Despite a melodramatic Hans Zimmer score, McQueen does a fine job crafting 12 Years a Slave with the most inappropriate Hollywood fanfare ever for such tender movie while his camera floats through cotton fields like a ghost, lingers on the edge in wide shots where death seems to wait round the corner or races from character to character as intensity builds and blood flows from the innocent backs. His impulse is to move in towards Ejiofor’s tearful eyes, reflecting action through a lens rather that simply showing it for gratuitous pleasure.
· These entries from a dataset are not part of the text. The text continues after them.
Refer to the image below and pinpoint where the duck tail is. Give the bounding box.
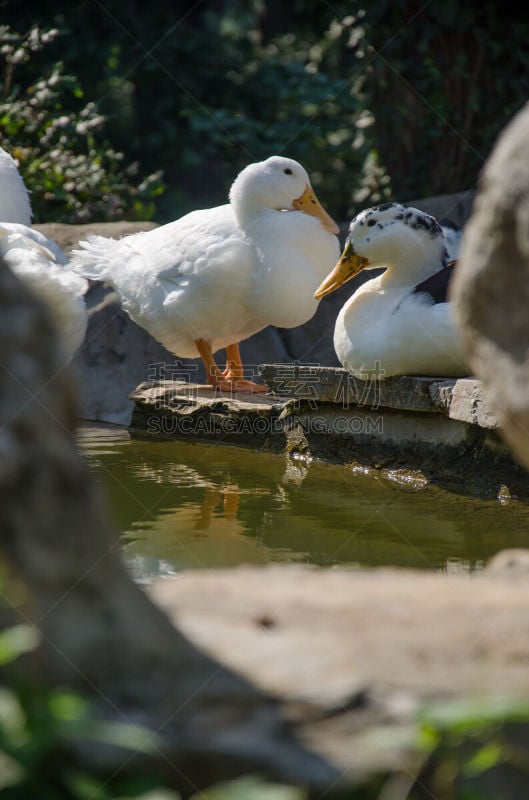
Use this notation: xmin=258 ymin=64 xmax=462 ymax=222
xmin=70 ymin=234 xmax=120 ymax=283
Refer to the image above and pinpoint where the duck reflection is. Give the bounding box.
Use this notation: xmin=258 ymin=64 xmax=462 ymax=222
xmin=80 ymin=427 xmax=529 ymax=578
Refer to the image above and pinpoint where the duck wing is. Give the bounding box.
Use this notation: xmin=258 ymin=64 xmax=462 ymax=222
xmin=412 ymin=260 xmax=457 ymax=305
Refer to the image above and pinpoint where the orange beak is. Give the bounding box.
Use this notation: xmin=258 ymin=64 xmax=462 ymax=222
xmin=314 ymin=239 xmax=369 ymax=300
xmin=292 ymin=185 xmax=340 ymax=234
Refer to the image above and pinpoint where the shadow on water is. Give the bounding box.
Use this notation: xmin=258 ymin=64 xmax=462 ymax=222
xmin=78 ymin=425 xmax=529 ymax=579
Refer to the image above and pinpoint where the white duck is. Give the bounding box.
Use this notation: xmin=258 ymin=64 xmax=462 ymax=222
xmin=315 ymin=198 xmax=468 ymax=379
xmin=0 ymin=148 xmax=88 ymax=360
xmin=72 ymin=156 xmax=339 ymax=392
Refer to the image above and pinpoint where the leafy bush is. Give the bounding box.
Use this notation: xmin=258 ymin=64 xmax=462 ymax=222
xmin=0 ymin=26 xmax=162 ymax=222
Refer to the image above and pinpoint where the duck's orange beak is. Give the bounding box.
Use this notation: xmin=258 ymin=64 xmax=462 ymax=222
xmin=292 ymin=184 xmax=340 ymax=234
xmin=314 ymin=239 xmax=369 ymax=300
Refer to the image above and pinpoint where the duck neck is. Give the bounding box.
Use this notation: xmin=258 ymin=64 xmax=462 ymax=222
xmin=380 ymin=247 xmax=444 ymax=289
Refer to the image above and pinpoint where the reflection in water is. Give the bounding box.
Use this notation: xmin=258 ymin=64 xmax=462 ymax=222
xmin=79 ymin=426 xmax=529 ymax=579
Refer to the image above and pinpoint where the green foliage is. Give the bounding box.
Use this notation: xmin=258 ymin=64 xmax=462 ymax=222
xmin=0 ymin=26 xmax=162 ymax=222
xmin=0 ymin=0 xmax=529 ymax=220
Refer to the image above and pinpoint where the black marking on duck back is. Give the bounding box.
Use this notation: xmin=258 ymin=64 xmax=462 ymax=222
xmin=412 ymin=261 xmax=457 ymax=305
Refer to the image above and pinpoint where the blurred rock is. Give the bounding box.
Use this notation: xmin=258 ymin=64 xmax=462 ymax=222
xmin=451 ymin=104 xmax=529 ymax=467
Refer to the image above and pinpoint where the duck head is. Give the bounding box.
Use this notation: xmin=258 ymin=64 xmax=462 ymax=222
xmin=314 ymin=203 xmax=447 ymax=300
xmin=230 ymin=156 xmax=339 ymax=234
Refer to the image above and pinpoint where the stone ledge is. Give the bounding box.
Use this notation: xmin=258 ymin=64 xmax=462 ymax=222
xmin=259 ymin=364 xmax=498 ymax=429
xmin=130 ymin=376 xmax=529 ymax=498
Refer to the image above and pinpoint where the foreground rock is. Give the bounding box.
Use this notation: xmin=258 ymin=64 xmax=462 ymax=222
xmin=452 ymin=104 xmax=529 ymax=466
xmin=150 ymin=551 xmax=529 ymax=780
xmin=131 ymin=372 xmax=529 ymax=497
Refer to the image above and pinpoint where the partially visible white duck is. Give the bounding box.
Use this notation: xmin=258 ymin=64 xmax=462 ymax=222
xmin=72 ymin=156 xmax=340 ymax=392
xmin=0 ymin=223 xmax=88 ymax=361
xmin=315 ymin=198 xmax=468 ymax=379
xmin=0 ymin=147 xmax=32 ymax=226
xmin=0 ymin=147 xmax=88 ymax=360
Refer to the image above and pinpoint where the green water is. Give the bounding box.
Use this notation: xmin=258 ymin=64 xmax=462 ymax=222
xmin=75 ymin=426 xmax=529 ymax=579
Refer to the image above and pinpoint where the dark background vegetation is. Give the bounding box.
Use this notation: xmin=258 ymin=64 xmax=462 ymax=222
xmin=0 ymin=0 xmax=529 ymax=222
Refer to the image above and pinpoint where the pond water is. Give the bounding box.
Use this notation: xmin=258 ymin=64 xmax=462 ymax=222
xmin=78 ymin=425 xmax=529 ymax=580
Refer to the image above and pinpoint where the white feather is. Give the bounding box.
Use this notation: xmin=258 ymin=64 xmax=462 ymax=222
xmin=72 ymin=156 xmax=339 ymax=357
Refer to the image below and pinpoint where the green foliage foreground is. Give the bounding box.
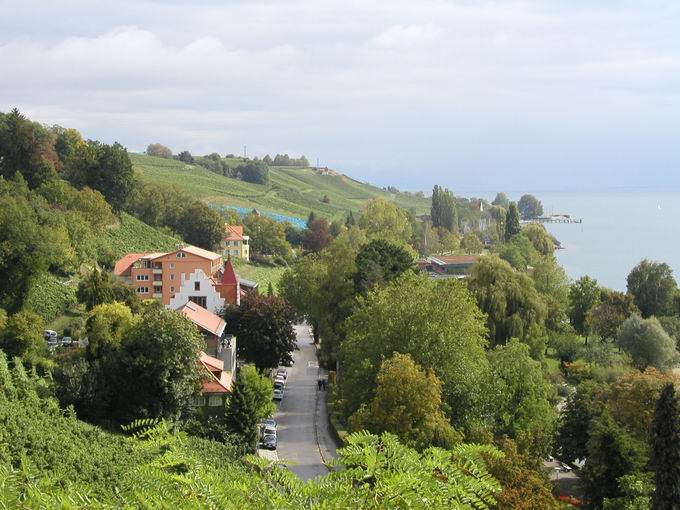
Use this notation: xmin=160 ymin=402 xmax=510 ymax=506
xmin=0 ymin=351 xmax=500 ymax=509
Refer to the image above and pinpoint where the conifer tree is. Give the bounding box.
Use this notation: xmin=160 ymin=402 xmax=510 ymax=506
xmin=651 ymin=383 xmax=680 ymax=510
xmin=505 ymin=202 xmax=522 ymax=242
xmin=227 ymin=378 xmax=257 ymax=451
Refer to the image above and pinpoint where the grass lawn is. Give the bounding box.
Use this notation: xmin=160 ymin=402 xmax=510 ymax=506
xmin=234 ymin=259 xmax=286 ymax=294
xmin=130 ymin=154 xmax=430 ymax=219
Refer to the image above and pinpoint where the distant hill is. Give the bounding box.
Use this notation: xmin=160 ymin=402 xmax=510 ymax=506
xmin=130 ymin=154 xmax=430 ymax=219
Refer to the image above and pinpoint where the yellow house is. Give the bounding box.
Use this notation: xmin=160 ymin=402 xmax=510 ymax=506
xmin=222 ymin=223 xmax=250 ymax=260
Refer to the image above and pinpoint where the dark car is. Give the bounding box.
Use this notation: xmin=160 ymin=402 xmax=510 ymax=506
xmin=262 ymin=434 xmax=276 ymax=450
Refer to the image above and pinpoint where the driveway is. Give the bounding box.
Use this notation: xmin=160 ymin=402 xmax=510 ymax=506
xmin=276 ymin=325 xmax=335 ymax=480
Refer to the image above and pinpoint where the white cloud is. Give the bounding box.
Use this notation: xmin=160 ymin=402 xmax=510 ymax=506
xmin=0 ymin=0 xmax=680 ymax=191
xmin=372 ymin=24 xmax=441 ymax=49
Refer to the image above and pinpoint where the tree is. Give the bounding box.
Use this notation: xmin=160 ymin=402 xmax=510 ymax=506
xmin=354 ymin=239 xmax=413 ymax=295
xmin=616 ymin=315 xmax=678 ymax=370
xmin=555 ymin=381 xmax=598 ymax=464
xmin=468 ymin=257 xmax=547 ymax=355
xmin=522 ymin=223 xmax=555 ymax=257
xmin=146 ymin=143 xmax=172 ymax=159
xmin=505 ymin=202 xmax=522 ymax=242
xmin=302 ymin=218 xmax=333 ymax=253
xmin=531 ymin=256 xmax=569 ymax=331
xmin=338 ymin=272 xmax=489 ymax=426
xmin=461 ymin=232 xmax=484 ymax=254
xmin=627 ymin=259 xmax=677 ymax=318
xmin=487 ymin=439 xmax=560 ymax=510
xmin=488 ymin=340 xmax=556 ymax=458
xmin=586 ymin=288 xmax=639 ymax=340
xmin=236 ymin=161 xmax=269 ymax=184
xmin=180 ymin=200 xmax=224 ymax=250
xmin=65 ymin=141 xmax=134 ymax=211
xmin=491 ymin=191 xmax=510 ymax=211
xmin=581 ymin=411 xmax=647 ymax=508
xmin=225 ymin=294 xmax=297 ymax=370
xmin=85 ymin=303 xmax=133 ymax=361
xmin=76 ymin=268 xmax=113 ymax=310
xmin=650 ymin=384 xmax=680 ymax=510
xmin=225 ymin=365 xmax=276 ymax=451
xmin=0 ymin=108 xmax=60 ymax=188
xmin=109 ymin=307 xmax=205 ymax=423
xmin=430 ymin=186 xmax=458 ymax=232
xmin=350 ymin=353 xmax=462 ymax=451
xmin=569 ymin=276 xmax=600 ymax=338
xmin=0 ymin=312 xmax=47 ymax=361
xmin=517 ymin=194 xmax=543 ymax=220
xmin=359 ymin=198 xmax=413 ymax=244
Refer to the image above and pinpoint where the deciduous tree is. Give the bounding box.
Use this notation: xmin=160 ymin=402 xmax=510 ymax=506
xmin=225 ymin=294 xmax=297 ymax=370
xmin=350 ymin=353 xmax=462 ymax=450
xmin=627 ymin=259 xmax=677 ymax=318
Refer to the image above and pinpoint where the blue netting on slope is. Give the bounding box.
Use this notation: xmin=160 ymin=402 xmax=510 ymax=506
xmin=210 ymin=204 xmax=307 ymax=229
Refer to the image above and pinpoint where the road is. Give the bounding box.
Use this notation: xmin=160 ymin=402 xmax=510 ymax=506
xmin=275 ymin=325 xmax=335 ymax=480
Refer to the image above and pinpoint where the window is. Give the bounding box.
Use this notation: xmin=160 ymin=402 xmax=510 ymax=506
xmin=189 ymin=296 xmax=208 ymax=308
xmin=208 ymin=395 xmax=222 ymax=407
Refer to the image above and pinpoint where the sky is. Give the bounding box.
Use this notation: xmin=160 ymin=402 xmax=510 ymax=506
xmin=0 ymin=0 xmax=680 ymax=196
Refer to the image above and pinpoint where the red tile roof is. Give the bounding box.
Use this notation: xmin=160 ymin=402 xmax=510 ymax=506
xmin=200 ymin=352 xmax=233 ymax=394
xmin=113 ymin=253 xmax=148 ymax=276
xmin=224 ymin=223 xmax=243 ymax=241
xmin=221 ymin=256 xmax=239 ymax=285
xmin=178 ymin=301 xmax=226 ymax=337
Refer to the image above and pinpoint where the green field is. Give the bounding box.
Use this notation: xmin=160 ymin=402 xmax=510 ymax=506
xmin=106 ymin=213 xmax=180 ymax=258
xmin=130 ymin=154 xmax=430 ymax=219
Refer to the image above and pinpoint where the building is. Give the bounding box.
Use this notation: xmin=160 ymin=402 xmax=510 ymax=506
xmin=418 ymin=255 xmax=480 ymax=278
xmin=195 ymin=352 xmax=234 ymax=407
xmin=114 ymin=245 xmax=224 ymax=308
xmin=222 ymin=223 xmax=250 ymax=260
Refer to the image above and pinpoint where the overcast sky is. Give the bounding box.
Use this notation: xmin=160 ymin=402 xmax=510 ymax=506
xmin=0 ymin=0 xmax=680 ymax=194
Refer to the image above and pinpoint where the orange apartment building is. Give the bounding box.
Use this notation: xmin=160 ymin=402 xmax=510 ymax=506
xmin=113 ymin=246 xmax=223 ymax=306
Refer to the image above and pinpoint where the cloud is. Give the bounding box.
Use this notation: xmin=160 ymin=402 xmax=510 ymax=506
xmin=371 ymin=24 xmax=441 ymax=49
xmin=0 ymin=0 xmax=680 ymax=189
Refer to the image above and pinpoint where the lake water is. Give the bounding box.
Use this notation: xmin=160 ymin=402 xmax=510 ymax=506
xmin=536 ymin=192 xmax=680 ymax=290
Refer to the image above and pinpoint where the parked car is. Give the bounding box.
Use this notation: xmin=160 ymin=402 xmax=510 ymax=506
xmin=262 ymin=434 xmax=276 ymax=450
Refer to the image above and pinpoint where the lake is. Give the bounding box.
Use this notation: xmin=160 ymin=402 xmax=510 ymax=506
xmin=536 ymin=192 xmax=680 ymax=291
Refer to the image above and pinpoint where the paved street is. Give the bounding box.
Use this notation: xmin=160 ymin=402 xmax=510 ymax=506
xmin=276 ymin=325 xmax=335 ymax=480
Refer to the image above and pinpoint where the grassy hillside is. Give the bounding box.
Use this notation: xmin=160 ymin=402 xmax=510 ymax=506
xmin=130 ymin=154 xmax=430 ymax=218
xmin=107 ymin=213 xmax=179 ymax=258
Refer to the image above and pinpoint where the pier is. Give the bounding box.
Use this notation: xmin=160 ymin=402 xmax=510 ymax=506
xmin=522 ymin=214 xmax=583 ymax=224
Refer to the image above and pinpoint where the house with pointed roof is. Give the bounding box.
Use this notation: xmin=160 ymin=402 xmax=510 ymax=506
xmin=222 ymin=223 xmax=250 ymax=260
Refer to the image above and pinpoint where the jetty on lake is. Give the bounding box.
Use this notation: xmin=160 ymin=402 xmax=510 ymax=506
xmin=522 ymin=214 xmax=583 ymax=223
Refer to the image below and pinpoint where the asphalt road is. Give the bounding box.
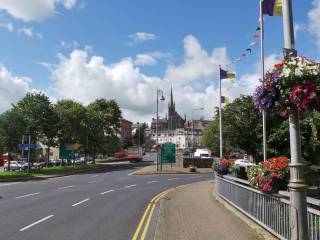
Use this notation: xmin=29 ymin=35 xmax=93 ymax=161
xmin=0 ymin=154 xmax=212 ymax=240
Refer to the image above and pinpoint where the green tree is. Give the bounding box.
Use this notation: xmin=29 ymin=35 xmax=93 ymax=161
xmin=15 ymin=92 xmax=58 ymax=167
xmin=132 ymin=123 xmax=147 ymax=145
xmin=85 ymin=99 xmax=121 ymax=158
xmin=0 ymin=108 xmax=25 ymax=170
xmin=55 ymin=100 xmax=86 ymax=158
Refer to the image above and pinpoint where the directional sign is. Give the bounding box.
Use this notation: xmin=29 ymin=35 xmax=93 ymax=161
xmin=161 ymin=143 xmax=176 ymax=163
xmin=18 ymin=143 xmax=38 ymax=149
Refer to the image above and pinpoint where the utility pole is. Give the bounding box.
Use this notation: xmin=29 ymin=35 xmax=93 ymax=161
xmin=156 ymin=87 xmax=159 ymax=172
xmin=28 ymin=134 xmax=31 ymax=173
xmin=219 ymin=66 xmax=223 ymax=159
xmin=260 ymin=0 xmax=267 ymax=161
xmin=282 ymin=0 xmax=308 ymax=240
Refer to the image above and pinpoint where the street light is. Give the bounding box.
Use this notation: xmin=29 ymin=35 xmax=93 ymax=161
xmin=156 ymin=87 xmax=165 ymax=171
xmin=137 ymin=122 xmax=140 ymax=146
xmin=191 ymin=108 xmax=203 ymax=152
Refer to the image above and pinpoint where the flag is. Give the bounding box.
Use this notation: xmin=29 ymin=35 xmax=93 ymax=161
xmin=262 ymin=0 xmax=282 ymax=16
xmin=220 ymin=68 xmax=236 ymax=79
xmin=221 ymin=96 xmax=230 ymax=105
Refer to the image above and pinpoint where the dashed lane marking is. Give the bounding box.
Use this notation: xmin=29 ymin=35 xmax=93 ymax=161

In McQueen’s film, Solomon’s predicament has many aspects of class that are never fully explored or relationships forged throughout plantation life. Yet as emotional exercise, 12 Years a Slave is unrelenting and creative. We are closest to actually experiencing and feeling this tragedy.
Verdict
Though featuring an outstanding performance by Serenity’s Chiwetel Ejiofor, director Steve McQueen’s eye is better than his sense of pacing in the nevertheless devastating drama 12 Years a Slave.